I was working on how to make CommitCraft better and was searching for a solid dataset I could use for evaluations (and maybe fine-tuning models) when I came across this interesting paper—and it’s packed with insights that could directly inform our design. Here are a few more key takeaways, in simple terms:
Why reframing CMG as completion can boost CommitCraft
- Completion is dramatically easier than cold-start generation. For the best model, the average B-Norm score jumps from 16.9 in the generation setting to 27.2 when the user has already typed half of the message .
- Exact-match rates skyrocket with even a small prefix. CodeT5’s ExactMatch@1 goes from 10.90% (0% prefix) to 45.35% with just 25% of the message provided, and to 49.94% at 50% .
- Practitioners already love completion. Just like IDE code-completion or email suggestions, developers say they’d prefer incremental “next-word” help over a full black-box message .
💡
The point sounds No-brainer ,just not sure how i will fit this into present ux of CommitCraft yet
History-aware inputs help match your style
- Better full-message generation.

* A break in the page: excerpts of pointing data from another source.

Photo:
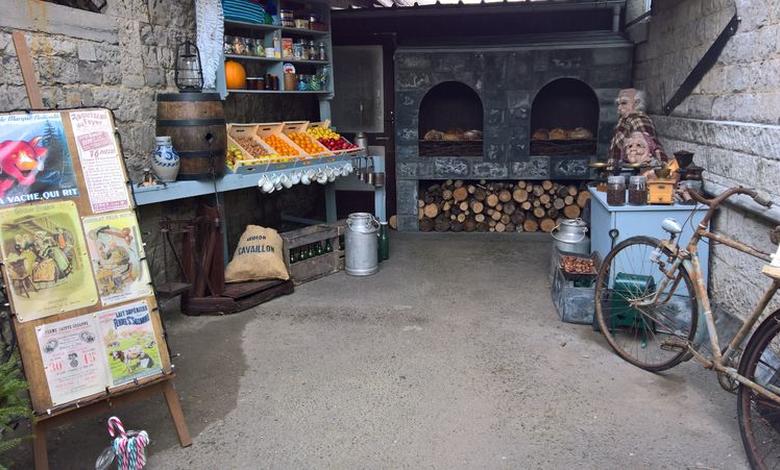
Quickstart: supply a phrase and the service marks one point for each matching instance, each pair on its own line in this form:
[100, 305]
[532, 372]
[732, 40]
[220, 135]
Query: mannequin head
[638, 148]
[630, 100]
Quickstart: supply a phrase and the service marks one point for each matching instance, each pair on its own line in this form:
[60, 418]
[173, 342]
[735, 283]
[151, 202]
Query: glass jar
[259, 48]
[616, 190]
[322, 55]
[312, 50]
[239, 45]
[637, 190]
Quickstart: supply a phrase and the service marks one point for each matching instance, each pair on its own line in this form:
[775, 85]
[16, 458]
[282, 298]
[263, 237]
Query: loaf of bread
[558, 134]
[454, 134]
[579, 133]
[433, 134]
[473, 134]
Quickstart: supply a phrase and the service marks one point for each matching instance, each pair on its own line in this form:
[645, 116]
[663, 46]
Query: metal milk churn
[361, 244]
[570, 236]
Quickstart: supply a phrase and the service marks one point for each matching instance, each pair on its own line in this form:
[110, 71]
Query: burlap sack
[258, 256]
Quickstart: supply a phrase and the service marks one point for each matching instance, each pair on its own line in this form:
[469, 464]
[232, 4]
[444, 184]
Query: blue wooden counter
[631, 221]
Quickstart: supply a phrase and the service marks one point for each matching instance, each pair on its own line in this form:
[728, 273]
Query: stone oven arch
[564, 104]
[450, 120]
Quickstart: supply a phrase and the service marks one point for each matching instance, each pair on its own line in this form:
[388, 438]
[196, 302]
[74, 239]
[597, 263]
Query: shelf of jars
[289, 53]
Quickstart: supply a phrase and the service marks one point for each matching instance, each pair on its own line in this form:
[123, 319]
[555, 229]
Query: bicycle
[649, 294]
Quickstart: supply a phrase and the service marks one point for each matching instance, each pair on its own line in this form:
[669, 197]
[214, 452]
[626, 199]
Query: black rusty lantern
[189, 74]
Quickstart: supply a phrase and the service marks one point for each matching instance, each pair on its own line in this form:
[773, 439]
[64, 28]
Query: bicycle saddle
[672, 226]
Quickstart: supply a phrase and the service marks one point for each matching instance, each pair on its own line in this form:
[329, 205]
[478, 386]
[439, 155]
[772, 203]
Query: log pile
[522, 206]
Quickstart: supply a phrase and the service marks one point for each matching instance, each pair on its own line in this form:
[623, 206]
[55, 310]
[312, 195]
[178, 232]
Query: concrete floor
[451, 357]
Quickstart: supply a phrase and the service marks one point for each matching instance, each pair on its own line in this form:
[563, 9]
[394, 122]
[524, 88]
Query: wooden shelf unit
[257, 66]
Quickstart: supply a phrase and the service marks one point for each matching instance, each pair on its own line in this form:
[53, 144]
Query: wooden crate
[275, 128]
[660, 191]
[300, 127]
[318, 266]
[574, 304]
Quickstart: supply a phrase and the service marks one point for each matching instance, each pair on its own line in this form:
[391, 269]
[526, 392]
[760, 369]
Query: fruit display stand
[296, 132]
[332, 140]
[247, 152]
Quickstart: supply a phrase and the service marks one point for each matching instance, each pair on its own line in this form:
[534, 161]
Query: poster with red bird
[35, 163]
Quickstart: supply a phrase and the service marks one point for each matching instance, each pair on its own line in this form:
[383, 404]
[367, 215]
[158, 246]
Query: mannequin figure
[631, 119]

Appending recent commit messages to the model’s input raises CMG models’ B-Norm from 15.3 to 16.9 in the zero-prefix (generation) setting .
- Mixed results for completion. When you give the model a prefix to finish, adding history barely moves—and sometimes slightly hurts—performance, suggesting that nailing the first tokens remains the hard part .

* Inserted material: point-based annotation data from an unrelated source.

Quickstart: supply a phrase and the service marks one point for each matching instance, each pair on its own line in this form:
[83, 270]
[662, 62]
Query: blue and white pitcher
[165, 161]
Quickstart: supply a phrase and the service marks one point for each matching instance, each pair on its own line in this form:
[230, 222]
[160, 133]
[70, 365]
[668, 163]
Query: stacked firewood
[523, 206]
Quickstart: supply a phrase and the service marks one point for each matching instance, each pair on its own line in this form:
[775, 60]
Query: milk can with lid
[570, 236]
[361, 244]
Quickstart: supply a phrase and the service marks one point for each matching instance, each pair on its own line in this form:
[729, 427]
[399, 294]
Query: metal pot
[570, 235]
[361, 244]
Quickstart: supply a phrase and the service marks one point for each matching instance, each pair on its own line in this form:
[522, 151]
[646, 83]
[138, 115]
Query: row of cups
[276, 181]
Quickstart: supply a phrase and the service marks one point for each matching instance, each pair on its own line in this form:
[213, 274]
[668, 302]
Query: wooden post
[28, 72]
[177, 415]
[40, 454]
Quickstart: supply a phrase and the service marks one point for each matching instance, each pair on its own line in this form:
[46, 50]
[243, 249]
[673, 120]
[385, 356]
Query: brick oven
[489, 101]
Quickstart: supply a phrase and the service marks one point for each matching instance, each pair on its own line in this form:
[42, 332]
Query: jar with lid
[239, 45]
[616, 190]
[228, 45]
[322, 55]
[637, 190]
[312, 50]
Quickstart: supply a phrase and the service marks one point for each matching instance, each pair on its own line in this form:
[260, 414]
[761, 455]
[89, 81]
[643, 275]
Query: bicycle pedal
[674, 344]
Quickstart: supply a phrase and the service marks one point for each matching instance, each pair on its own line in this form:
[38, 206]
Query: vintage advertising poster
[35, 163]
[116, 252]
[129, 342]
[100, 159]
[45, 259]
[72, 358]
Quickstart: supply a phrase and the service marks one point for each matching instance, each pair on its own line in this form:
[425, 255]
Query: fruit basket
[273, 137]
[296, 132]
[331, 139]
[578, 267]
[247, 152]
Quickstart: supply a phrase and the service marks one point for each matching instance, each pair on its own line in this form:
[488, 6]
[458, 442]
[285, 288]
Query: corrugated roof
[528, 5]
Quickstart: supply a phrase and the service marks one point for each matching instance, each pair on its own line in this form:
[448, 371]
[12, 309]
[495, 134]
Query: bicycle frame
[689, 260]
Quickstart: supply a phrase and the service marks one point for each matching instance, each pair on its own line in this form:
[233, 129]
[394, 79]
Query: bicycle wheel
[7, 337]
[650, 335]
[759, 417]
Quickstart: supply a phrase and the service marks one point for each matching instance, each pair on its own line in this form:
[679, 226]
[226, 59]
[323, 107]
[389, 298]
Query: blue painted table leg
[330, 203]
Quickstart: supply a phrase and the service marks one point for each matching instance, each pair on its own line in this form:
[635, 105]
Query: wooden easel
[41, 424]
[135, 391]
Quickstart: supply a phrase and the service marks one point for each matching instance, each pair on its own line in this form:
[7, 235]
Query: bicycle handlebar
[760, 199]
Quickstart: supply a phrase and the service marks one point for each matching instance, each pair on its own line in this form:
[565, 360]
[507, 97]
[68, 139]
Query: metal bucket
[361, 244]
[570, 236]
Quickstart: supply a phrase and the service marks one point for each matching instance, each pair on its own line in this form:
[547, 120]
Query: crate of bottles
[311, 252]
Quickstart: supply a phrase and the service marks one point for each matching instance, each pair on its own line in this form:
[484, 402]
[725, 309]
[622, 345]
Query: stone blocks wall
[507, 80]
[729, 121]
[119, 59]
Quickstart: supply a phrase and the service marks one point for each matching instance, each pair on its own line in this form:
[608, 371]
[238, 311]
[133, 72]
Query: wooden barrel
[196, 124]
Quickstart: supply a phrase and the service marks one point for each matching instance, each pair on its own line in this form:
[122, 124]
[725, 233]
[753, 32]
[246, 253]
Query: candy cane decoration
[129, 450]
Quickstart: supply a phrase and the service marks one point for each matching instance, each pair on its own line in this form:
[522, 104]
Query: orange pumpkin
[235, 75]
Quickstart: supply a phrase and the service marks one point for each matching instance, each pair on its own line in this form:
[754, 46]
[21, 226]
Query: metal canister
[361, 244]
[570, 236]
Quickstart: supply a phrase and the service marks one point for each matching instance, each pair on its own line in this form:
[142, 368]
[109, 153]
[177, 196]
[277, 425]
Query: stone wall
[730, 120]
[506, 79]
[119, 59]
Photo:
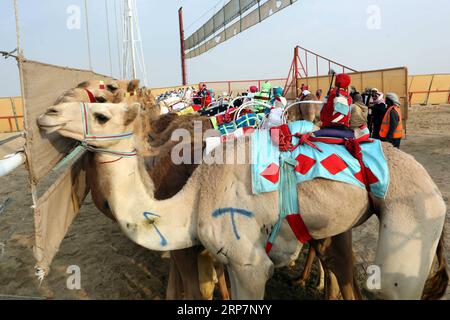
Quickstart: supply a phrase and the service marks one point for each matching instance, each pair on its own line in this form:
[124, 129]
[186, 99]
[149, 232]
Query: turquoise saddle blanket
[333, 163]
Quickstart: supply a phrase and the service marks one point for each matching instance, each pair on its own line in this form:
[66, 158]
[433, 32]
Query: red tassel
[268, 247]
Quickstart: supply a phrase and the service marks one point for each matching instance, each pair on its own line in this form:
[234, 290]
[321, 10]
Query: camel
[169, 179]
[411, 216]
[307, 111]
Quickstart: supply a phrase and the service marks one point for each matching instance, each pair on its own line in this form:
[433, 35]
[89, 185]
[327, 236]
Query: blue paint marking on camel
[147, 216]
[232, 211]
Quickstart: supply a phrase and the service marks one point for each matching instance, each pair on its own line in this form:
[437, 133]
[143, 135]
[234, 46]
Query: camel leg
[301, 281]
[206, 274]
[248, 278]
[406, 247]
[175, 284]
[186, 263]
[220, 271]
[321, 277]
[337, 256]
[332, 291]
[249, 281]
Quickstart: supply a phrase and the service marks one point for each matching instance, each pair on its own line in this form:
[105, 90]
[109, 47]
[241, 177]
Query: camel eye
[101, 118]
[112, 88]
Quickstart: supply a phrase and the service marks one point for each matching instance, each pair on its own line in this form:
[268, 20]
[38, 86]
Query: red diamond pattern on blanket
[272, 173]
[370, 176]
[334, 164]
[305, 164]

- LLMs still benefit from history across the board. GPT-3.5-turbo sees gains in both generation and completion when supplied with just one past commit message .

CommitChronicle: a truly real-world dataset
- Massive and multilingual. They collected 10.7 million commits across 20 programming languages from about 12 000 GitHub repos, keeping author IDs, timestamps, diffs, and raw messages intact .
- Minimal filtering so you see the messy tail. After dropping bots (∼165 K commits, 1.52%) and outliers, they still retain 38.98% of the original 27 million commits—crucial for learning realistic patterns .
- Common filters would throw away most data. If you applied the usual “diff ≤ 100 tokens” filter, you’d lose 84% of commits; verb-direct-object messages would cut 64%; single-sentence summaries another 17% .
Specialized CMG models vs. general LLMs
- Short suggestions: CMG wins. On a 4 K-commit LLM-test subset with 25% prefix, CodeT5+history scores a B-Norm of 21.11, whereas GPT-3.5-turbo only hits 13.24 .
- Long, detailed messages: gap narrows. GPT-3.5 often exhausts its max-token limit by default, writing richer continuations that start to rival CMG models on longer completions .
Paper’s key contributions (and what i can reuse)
- Reframing commit-message generation as completion, with a clear formalization and evaluation setup.
- History-aware modeling by appending past messages to the input.
- CommitChronicle, a 10.7 M-commit, history-rich, multilingual dataset.
- Comprehensive comparisons of three SOTA CMG models (CodeT5, RACE, CodeReviewer) and GPT-3.5-turbo across generation vs. completion and history vs. no-history modes . mayeb i can extend it or have my own benchmarks with the latest models present
Bottom line for CommitCraft:
– Build your UI around incremental completion, not just full-message proposals.
– Leverage each user’s history to tune for their style—at least for full-generation scenarios.
– Train and evaluate on unfiltered, “messy” data (e.g. CommitChronicle) so your metrics reflect real-world usage, not an idealized subset.